In economic good times, success seems contagious. Companies make ambitious investments, produce more and more, and watch the money roll in. But when enough companies jump in, the market gets saturated, sales slump, debts grow, and the record profits start to sink. The effects spread from part of the economy to the next, as Thier explains, using the example of oil:
If refineries sit idle because there is an overproduction of oil, the workers are laid off, and the creditors, who financed the investment, are dragged down as well. But as future oil extraction and refining projects are pulled back, so too is demand for the raw materials (steel, concrete, plastics, electricity, etc.) and engineering necessary for the production of oil rigs, pipelines, and so on. The construction business and service and retail companies, which had benefited from the springing up of oil boomtowns, suffer as well.
Because of the complexity of the international capitalist economy, the boom-slump roller-coaster ride can look and feel different each time around. Thier devotes a chapter to analyzing the crash last time: the Great Recession of 2008–9. She explains why and how the parasitical realm of banking and finance was the detonator of this slump but looks beyond popular left explanations about “financialization” to reveal the underlying crisis of global overproduction.
Among Marxist economics writers, there are some disagreements about the details here, specifically about “which aspects of Marx’s writing — falling profitability, overproduction (or in some cases, underproduction), disproportionality among branches, the role of credit — are emphasized and how these pieces fit together,” Thier writes.
In her account, Thier tends to stress overproduction, to the disappointment of those who emphasize falling profit rates. This focus on overproduction crucially emphasizes how an organic mechanism of capitalism — inevitable in a system driven by exchange, exploitation, and competition — repeatedly causes crisis.
Regardless of their ideology or morality (or lack thereof), capitalists are inevitably driven to reduce costs, they inevitably see an advantage in producing more for less, and this inevitably leads to frantic overproduction that undermines profitability and ultimately slams the economy into reverse.
In other words, capitalism stops working not because of a mistake or failed policy, but because it’s been working the way it’s supposed to. As Thier writes:
Competition is the mainstay of capitalism. It can’t be made friendlier or softer because it requires an accumulation of capital at any cost, in order to get ahead or get left behind.… These same processes of accumulation necessarily lead to contradictions that threaten the very profits that capitalists seek. Every contradiction for capitalism is both a great hazard to our lives — since we are made to pay the price — and also an important crack in the system. Every periodic crisis is a potential point around which to organize.
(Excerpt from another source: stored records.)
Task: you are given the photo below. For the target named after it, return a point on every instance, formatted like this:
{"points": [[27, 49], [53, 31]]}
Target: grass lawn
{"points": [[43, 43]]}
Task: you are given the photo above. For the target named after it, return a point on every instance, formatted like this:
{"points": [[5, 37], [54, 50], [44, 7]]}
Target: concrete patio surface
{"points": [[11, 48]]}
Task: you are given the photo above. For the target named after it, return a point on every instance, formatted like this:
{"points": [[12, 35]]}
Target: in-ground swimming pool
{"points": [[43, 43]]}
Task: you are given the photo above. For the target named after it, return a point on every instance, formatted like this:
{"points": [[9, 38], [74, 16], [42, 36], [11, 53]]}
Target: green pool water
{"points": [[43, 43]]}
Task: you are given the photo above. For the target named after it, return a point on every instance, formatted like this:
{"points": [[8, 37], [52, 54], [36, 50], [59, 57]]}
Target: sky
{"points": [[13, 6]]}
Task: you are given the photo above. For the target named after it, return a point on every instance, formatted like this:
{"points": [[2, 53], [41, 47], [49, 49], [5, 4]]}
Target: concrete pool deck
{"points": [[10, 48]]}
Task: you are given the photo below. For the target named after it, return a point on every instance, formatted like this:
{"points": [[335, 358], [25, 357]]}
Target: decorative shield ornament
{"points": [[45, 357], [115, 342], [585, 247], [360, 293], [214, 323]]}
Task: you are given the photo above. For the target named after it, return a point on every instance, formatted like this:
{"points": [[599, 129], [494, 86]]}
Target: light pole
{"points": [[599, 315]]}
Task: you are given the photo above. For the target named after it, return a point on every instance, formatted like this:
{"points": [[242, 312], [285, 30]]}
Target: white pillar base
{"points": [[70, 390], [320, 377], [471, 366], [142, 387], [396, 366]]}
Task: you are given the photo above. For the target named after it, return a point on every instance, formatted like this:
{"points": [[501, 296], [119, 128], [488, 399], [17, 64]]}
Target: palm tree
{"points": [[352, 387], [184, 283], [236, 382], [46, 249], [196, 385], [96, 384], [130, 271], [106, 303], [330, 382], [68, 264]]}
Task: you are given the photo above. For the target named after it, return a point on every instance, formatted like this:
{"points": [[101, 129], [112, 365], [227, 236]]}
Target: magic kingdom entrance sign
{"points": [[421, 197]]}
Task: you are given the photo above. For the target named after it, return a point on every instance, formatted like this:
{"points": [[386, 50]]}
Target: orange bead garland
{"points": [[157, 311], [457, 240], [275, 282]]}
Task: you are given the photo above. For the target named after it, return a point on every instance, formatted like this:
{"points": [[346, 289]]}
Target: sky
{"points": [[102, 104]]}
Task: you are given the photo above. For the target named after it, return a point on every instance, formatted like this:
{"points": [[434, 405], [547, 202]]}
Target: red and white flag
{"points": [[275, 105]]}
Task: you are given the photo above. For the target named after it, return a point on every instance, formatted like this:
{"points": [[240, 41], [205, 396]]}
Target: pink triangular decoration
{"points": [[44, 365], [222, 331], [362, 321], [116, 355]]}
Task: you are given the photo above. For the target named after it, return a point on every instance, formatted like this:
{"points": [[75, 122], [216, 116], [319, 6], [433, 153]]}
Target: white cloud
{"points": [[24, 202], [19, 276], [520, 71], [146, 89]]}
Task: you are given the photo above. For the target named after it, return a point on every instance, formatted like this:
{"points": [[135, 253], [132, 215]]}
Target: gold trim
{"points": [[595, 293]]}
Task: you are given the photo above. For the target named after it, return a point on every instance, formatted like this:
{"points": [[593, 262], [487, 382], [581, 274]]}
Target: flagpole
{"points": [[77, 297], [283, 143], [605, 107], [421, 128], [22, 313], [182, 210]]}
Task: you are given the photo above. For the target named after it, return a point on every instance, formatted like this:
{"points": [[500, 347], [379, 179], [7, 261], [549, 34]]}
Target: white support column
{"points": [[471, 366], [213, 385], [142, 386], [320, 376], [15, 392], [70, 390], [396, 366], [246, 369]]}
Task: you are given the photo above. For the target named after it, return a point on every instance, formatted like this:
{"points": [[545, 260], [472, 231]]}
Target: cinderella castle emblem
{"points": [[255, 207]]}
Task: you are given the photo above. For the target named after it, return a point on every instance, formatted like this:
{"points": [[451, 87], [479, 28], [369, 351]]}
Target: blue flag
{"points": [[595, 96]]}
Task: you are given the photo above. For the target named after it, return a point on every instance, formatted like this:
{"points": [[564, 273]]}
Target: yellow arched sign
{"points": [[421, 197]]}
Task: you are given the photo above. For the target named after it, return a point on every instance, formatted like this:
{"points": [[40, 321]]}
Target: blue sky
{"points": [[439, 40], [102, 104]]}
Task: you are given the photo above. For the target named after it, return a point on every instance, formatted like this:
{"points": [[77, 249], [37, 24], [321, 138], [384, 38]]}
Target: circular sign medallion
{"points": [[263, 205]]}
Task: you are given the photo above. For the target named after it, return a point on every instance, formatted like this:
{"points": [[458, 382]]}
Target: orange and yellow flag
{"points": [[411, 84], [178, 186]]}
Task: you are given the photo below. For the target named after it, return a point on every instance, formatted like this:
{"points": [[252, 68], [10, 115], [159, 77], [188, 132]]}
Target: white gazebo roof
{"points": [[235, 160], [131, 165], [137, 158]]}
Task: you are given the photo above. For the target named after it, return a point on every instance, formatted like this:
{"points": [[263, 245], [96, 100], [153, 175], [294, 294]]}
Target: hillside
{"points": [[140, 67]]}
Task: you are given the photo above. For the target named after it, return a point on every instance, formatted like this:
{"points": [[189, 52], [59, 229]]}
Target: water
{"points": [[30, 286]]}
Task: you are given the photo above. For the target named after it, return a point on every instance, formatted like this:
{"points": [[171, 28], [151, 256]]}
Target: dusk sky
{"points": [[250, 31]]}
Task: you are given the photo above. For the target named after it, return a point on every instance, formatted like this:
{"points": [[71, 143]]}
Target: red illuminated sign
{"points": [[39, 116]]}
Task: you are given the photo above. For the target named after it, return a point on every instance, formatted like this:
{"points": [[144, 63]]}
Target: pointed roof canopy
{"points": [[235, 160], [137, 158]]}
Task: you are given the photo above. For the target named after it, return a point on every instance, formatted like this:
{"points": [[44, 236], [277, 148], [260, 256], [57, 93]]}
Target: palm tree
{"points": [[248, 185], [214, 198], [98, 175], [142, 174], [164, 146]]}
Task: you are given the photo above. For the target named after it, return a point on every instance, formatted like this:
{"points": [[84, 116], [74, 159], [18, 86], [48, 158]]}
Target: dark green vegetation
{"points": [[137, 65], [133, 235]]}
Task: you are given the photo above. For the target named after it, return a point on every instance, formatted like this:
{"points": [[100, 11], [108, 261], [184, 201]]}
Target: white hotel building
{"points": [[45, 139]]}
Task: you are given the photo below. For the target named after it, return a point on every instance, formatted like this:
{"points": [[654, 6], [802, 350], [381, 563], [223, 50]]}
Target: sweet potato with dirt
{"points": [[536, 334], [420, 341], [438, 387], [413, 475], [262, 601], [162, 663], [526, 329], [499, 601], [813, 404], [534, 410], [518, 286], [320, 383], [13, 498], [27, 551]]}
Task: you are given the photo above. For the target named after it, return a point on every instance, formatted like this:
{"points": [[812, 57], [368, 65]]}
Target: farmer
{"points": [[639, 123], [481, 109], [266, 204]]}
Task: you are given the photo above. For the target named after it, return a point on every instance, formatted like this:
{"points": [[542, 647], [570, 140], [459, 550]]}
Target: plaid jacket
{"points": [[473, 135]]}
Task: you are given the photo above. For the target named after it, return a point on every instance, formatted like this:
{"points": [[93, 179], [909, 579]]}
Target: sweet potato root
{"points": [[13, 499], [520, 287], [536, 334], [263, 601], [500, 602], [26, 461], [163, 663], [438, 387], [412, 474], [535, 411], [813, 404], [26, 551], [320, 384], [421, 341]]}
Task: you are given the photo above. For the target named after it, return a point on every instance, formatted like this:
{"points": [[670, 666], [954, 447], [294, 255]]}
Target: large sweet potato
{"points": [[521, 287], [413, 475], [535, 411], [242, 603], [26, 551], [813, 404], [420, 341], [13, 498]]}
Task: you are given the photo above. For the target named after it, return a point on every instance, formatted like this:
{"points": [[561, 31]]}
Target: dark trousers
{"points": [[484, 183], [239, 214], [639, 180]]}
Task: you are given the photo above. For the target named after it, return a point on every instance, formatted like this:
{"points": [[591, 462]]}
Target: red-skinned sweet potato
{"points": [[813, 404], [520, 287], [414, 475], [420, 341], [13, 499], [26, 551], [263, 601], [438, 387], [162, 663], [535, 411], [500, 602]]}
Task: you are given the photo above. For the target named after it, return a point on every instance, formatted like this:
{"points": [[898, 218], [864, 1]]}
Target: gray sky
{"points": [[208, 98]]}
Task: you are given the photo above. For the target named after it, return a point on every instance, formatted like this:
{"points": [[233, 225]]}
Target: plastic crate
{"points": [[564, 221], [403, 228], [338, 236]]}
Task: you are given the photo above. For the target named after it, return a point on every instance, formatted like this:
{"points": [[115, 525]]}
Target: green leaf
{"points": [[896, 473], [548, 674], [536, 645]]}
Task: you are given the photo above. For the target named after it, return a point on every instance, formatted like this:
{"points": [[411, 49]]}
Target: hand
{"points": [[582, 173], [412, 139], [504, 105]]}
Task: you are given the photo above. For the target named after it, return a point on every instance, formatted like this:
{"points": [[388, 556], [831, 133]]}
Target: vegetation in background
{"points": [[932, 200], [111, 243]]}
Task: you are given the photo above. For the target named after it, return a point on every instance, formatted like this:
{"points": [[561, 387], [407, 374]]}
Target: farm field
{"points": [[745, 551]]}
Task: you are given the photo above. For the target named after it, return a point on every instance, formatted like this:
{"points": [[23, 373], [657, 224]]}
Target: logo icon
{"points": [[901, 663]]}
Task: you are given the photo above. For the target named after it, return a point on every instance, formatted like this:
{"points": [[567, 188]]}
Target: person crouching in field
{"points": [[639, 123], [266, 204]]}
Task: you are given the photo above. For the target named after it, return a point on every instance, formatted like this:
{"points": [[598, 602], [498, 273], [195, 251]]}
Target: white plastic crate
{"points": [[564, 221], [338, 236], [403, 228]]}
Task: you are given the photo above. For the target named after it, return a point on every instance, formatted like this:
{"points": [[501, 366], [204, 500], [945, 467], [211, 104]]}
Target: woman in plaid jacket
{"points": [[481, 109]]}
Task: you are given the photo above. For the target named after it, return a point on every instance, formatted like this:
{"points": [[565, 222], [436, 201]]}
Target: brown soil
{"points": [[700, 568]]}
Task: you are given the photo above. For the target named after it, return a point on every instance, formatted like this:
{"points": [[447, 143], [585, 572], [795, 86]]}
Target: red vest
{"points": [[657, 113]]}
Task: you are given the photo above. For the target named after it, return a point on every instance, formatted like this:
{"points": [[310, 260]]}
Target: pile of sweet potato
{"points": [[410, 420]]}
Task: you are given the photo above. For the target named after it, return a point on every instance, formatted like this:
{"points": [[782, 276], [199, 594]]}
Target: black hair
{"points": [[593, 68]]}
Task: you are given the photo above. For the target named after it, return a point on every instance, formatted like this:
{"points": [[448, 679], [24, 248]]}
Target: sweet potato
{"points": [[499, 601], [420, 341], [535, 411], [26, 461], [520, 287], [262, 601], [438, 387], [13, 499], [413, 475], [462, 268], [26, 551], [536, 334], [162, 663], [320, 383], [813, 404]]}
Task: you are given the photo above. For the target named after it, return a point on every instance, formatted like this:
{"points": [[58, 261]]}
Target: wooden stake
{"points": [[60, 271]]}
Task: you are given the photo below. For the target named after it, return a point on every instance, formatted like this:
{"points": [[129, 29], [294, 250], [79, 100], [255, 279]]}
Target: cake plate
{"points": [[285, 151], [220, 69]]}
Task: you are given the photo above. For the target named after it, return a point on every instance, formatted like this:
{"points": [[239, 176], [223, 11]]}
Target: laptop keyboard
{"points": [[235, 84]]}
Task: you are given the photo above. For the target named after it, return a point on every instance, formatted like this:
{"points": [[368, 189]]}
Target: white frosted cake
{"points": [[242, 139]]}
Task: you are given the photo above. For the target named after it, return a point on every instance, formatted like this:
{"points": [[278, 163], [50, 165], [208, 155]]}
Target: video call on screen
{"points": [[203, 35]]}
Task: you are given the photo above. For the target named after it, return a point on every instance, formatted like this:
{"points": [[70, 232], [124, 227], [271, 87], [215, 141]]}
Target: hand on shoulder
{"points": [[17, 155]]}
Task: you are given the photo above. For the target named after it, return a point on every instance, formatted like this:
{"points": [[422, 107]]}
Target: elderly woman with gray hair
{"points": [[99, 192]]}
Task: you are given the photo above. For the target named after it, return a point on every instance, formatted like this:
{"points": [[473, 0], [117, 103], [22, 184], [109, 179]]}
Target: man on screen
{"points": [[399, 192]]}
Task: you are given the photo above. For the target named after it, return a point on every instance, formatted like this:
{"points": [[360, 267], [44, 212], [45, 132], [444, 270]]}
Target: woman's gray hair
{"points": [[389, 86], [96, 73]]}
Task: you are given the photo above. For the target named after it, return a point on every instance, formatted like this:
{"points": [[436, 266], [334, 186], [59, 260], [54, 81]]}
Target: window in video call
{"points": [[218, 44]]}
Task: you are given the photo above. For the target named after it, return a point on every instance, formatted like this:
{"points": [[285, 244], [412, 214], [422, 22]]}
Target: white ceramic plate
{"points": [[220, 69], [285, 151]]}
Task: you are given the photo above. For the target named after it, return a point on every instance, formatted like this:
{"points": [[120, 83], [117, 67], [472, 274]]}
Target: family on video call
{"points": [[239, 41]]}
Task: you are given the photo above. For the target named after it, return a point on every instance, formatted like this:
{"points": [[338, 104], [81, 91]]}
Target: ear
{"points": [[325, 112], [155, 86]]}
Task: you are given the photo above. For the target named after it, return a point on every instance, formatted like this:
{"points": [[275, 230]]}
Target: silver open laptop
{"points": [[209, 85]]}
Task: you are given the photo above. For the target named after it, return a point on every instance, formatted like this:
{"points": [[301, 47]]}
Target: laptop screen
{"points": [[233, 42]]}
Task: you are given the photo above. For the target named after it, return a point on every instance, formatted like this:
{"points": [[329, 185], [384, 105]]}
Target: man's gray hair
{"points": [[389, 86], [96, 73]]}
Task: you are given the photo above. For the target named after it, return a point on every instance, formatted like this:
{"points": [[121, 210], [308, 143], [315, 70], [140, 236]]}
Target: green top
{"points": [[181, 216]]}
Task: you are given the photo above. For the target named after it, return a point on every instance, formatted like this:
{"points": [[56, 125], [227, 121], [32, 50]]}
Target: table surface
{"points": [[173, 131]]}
A People’s Guide to Capitalism is very much a book of the moment. It relies on a theoretical tradition dating back nearly two centuries, but the main setting is the Great Recession, the years of “recovery” and intensified neoliberalism that followed, and — thanks to a new introduction and afterword written while the book was already in production — the potentially more catastrophic crisis set off by the coronavirus pandemic.
This book helps us understand capitalism’s past and present — so we can fight better to make the future socialist.